Fix issues with initial start time and restarts in the Prometheus receiver. #598

dinooliva · 2019-07-01T17:33:36Z

Code is complete - ptal. Currently working on updating/adding unit tests.

…restarts.

rghetia · 2019-07-01T22:34:31Z

receiver/prometheusreceiver/internal/metrics_adjuster.go

+	return true
+}
+
+func (ma *MetricsAdjuster) adjustPoints(metricType metricspb.MetricDescriptor_Type, current, initial []*metricspb.Point) bool {


you can probably get rid of adjustPoints.

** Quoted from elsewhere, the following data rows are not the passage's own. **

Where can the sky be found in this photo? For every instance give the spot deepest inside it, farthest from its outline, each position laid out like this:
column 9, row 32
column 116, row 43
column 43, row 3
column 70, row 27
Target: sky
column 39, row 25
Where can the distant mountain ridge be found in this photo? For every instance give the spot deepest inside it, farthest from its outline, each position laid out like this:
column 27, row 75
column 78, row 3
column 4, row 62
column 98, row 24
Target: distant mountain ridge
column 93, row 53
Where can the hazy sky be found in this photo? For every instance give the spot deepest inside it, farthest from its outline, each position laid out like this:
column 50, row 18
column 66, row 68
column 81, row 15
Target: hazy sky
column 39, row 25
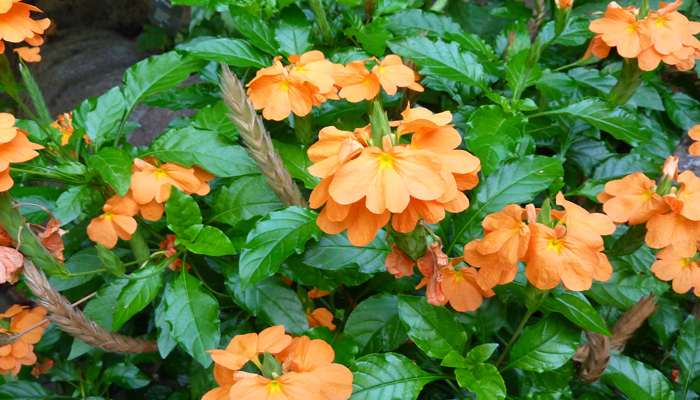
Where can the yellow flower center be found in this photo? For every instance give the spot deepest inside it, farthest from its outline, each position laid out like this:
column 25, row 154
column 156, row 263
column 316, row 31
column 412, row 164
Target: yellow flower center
column 275, row 387
column 386, row 160
column 555, row 245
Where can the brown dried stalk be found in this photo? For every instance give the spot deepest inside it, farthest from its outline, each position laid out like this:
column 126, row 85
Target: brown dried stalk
column 595, row 355
column 73, row 321
column 257, row 140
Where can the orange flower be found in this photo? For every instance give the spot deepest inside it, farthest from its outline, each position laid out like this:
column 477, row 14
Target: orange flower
column 51, row 239
column 7, row 127
column 21, row 352
column 117, row 221
column 42, row 368
column 399, row 264
column 150, row 182
column 461, row 290
column 320, row 317
column 11, row 261
column 244, row 348
column 694, row 134
column 620, row 28
column 673, row 229
column 632, row 199
column 315, row 293
column 552, row 259
column 17, row 26
column 684, row 273
column 28, row 54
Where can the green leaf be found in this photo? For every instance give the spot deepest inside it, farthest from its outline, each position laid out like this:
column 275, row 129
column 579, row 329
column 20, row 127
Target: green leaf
column 274, row 238
column 513, row 183
column 70, row 204
column 114, row 166
column 97, row 117
column 157, row 74
column 576, row 307
column 244, row 198
column 483, row 380
column 208, row 149
column 689, row 352
column 236, row 52
column 193, row 314
column 335, row 252
column 136, row 295
column 546, row 345
column 25, row 390
column 441, row 58
column 293, row 32
column 259, row 32
column 210, row 241
column 615, row 120
column 109, row 261
column 625, row 288
column 434, row 329
column 636, row 380
column 126, row 375
column 493, row 136
column 683, row 110
column 215, row 118
column 375, row 324
column 296, row 159
column 270, row 299
column 388, row 376
column 181, row 212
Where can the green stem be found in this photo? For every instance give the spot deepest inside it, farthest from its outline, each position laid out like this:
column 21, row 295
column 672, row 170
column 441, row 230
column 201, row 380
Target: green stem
column 527, row 316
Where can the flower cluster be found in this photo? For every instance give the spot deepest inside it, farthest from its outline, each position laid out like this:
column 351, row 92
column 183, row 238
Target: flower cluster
column 664, row 35
column 151, row 183
column 672, row 218
column 364, row 183
column 14, row 148
column 568, row 249
column 21, row 352
column 17, row 26
column 293, row 369
column 311, row 79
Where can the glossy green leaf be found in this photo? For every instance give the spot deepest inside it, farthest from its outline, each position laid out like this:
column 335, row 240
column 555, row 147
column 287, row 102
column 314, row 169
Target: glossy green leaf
column 126, row 375
column 274, row 238
column 375, row 324
column 136, row 295
column 157, row 74
column 114, row 166
column 244, row 198
column 335, row 252
column 576, row 307
column 493, row 136
column 235, row 52
column 193, row 314
column 270, row 299
column 637, row 380
column 514, row 183
column 388, row 376
column 293, row 32
column 434, row 329
column 546, row 345
column 98, row 117
column 441, row 58
column 259, row 32
column 484, row 380
column 208, row 149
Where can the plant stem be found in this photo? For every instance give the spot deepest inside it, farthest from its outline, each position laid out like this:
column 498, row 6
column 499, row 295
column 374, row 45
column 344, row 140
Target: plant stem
column 527, row 316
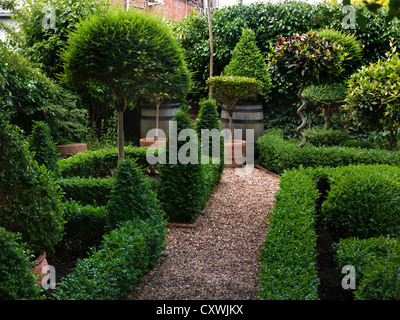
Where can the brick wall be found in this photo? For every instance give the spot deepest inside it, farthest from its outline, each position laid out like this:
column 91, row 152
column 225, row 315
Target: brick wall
column 170, row 9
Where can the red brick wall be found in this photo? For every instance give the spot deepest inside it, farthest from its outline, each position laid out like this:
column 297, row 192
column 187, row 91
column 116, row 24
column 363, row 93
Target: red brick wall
column 171, row 9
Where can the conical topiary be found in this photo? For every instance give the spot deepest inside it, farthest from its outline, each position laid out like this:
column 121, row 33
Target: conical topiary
column 248, row 61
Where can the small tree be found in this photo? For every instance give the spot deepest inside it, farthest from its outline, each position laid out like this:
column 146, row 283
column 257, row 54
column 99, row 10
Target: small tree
column 248, row 61
column 305, row 59
column 373, row 98
column 230, row 90
column 121, row 51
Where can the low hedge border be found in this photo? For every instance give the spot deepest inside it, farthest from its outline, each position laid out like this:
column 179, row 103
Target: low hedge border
column 288, row 259
column 101, row 163
column 278, row 155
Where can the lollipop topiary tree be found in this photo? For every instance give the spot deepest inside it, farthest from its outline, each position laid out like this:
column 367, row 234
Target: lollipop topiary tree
column 122, row 51
column 305, row 59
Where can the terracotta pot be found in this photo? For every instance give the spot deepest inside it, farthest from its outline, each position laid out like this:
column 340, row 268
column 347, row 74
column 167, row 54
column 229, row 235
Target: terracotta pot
column 147, row 142
column 232, row 161
column 70, row 149
column 42, row 262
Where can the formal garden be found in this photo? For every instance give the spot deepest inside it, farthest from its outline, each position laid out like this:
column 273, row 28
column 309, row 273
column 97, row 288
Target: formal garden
column 322, row 103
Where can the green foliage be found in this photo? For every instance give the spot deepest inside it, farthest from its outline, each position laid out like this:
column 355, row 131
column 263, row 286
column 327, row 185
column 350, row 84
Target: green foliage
column 230, row 90
column 373, row 96
column 17, row 280
column 112, row 271
column 30, row 199
column 43, row 46
column 291, row 235
column 350, row 44
column 363, row 201
column 248, row 61
column 132, row 196
column 181, row 185
column 208, row 119
column 306, row 58
column 279, row 155
column 100, row 163
column 30, row 95
column 43, row 147
column 85, row 226
column 94, row 191
column 330, row 137
column 377, row 278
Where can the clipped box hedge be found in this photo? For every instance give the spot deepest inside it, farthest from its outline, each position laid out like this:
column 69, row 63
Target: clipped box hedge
column 277, row 154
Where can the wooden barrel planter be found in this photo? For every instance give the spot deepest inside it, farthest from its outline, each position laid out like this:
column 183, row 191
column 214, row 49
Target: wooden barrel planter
column 248, row 115
column 148, row 116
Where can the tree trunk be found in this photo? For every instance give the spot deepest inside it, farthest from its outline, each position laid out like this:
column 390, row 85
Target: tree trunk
column 303, row 124
column 210, row 93
column 121, row 154
column 157, row 116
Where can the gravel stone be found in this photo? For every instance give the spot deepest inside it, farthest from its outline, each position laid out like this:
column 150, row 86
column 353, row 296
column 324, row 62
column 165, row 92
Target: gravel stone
column 219, row 258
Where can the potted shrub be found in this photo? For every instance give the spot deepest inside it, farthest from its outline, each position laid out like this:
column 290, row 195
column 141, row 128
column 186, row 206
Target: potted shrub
column 228, row 91
column 305, row 59
column 248, row 61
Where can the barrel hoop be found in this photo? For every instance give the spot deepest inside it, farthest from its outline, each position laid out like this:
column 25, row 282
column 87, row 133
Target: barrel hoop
column 243, row 121
column 154, row 118
column 248, row 110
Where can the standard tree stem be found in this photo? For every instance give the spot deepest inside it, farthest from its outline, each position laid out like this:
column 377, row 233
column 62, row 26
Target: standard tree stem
column 304, row 121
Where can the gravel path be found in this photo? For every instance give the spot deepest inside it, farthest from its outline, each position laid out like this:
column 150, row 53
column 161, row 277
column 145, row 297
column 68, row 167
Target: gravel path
column 219, row 259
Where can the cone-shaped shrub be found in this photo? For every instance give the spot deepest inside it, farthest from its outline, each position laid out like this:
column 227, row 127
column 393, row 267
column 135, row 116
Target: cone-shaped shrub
column 30, row 199
column 248, row 61
column 131, row 197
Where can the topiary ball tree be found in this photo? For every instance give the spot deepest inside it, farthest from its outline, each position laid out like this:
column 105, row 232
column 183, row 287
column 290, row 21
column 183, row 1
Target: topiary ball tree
column 305, row 59
column 373, row 99
column 248, row 61
column 326, row 98
column 230, row 90
column 122, row 51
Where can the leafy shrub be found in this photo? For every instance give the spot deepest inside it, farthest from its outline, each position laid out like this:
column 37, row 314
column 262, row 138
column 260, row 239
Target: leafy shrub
column 100, row 163
column 30, row 95
column 87, row 190
column 45, row 150
column 248, row 61
column 350, row 44
column 363, row 201
column 17, row 280
column 112, row 271
column 181, row 187
column 132, row 196
column 30, row 199
column 372, row 99
column 291, row 235
column 330, row 137
column 85, row 226
column 278, row 155
column 377, row 277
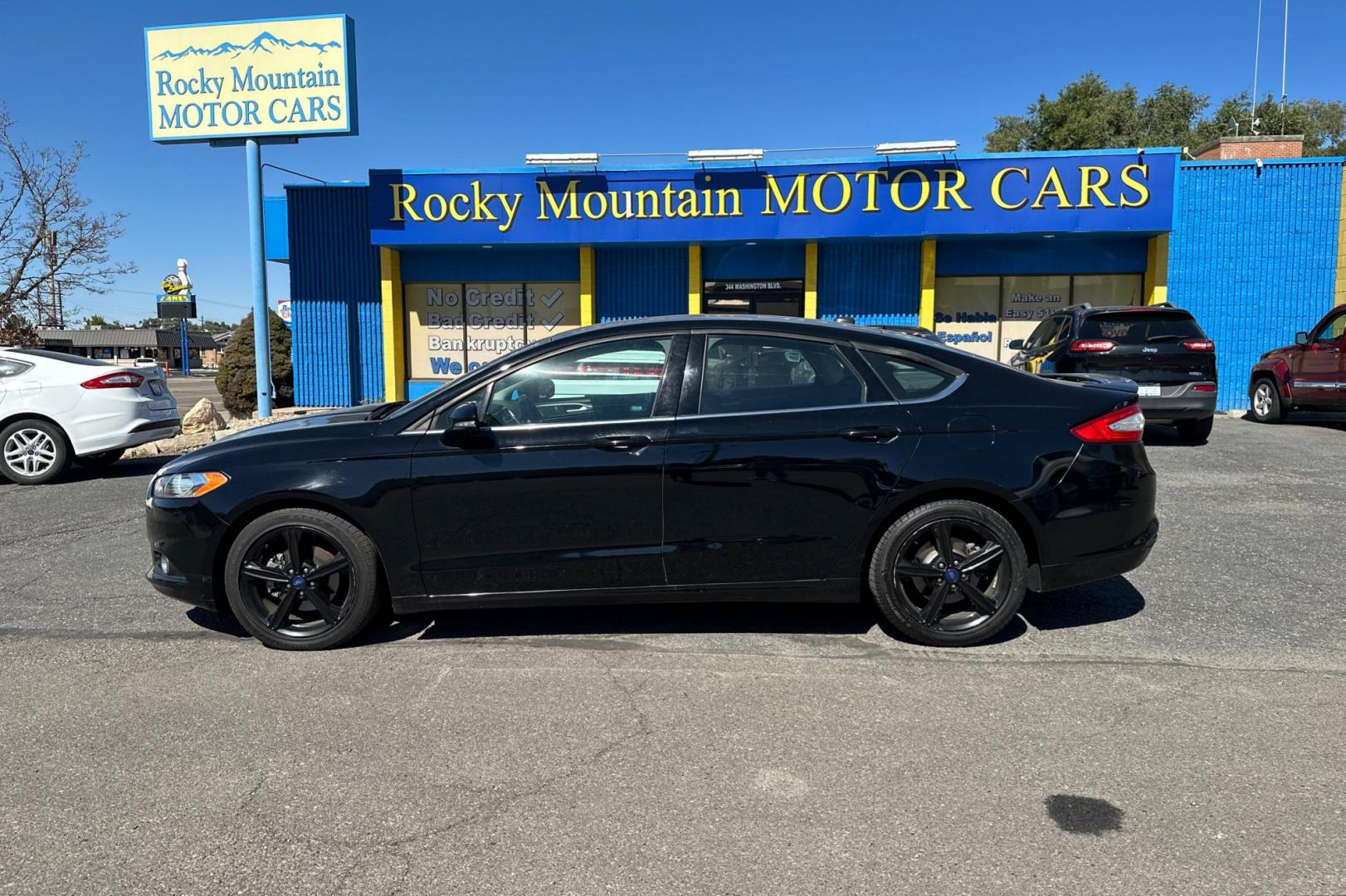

In adjustTimeseries

func (ma *MetricsAdjuster) adjustTimeseries(metricType metricspb.MetricDescriptor_Type, current, initial *metricspb.TimeSeries) bool { cPoints := current.GetPoints() iPoints := initial.GetPoints() if len(cPoints) !=1 || len(iPoints) != 1 { // log if needed. return false } if !ma.adjustPoint(metricType, cPoints[0], iPoints[0]) { return false } current.StartTimestamp = initial.StartTimestamp return true }

I've simplified it - ptal.

rghetia · 2019-07-01T22:36:58Z

receiver/prometheusreceiver/internal/metrics_adjuster.go

+		// note: sum of squared deviation not currently supported
+		initialDist := initial.GetDistributionValue()
+		currentDist := current.GetDistributionValue()
+		if currentDist.Count < initialDist.Count {


it should be if either count or sum is less than previous value

rghetia · 2019-07-01T22:43:32Z

receiver/prometheusreceiver/internal/metrics_adjuster.go

+func (ma *MetricsAdjuster) adjustBuckets(current, initial []*metricspb.DistributionValue_Bucket) bool {
+	if len(current) != len(initial) {
+		// this shouldn't happen
+		ma.logger.Info("len(current buckets) != len(initial buckets)", len(current), len(initial))


should you change this to Error?

I generally avoid using Error unless something major is going on but that's based on Google prod convention - what is the convention for the oc agent when Error is appropriate?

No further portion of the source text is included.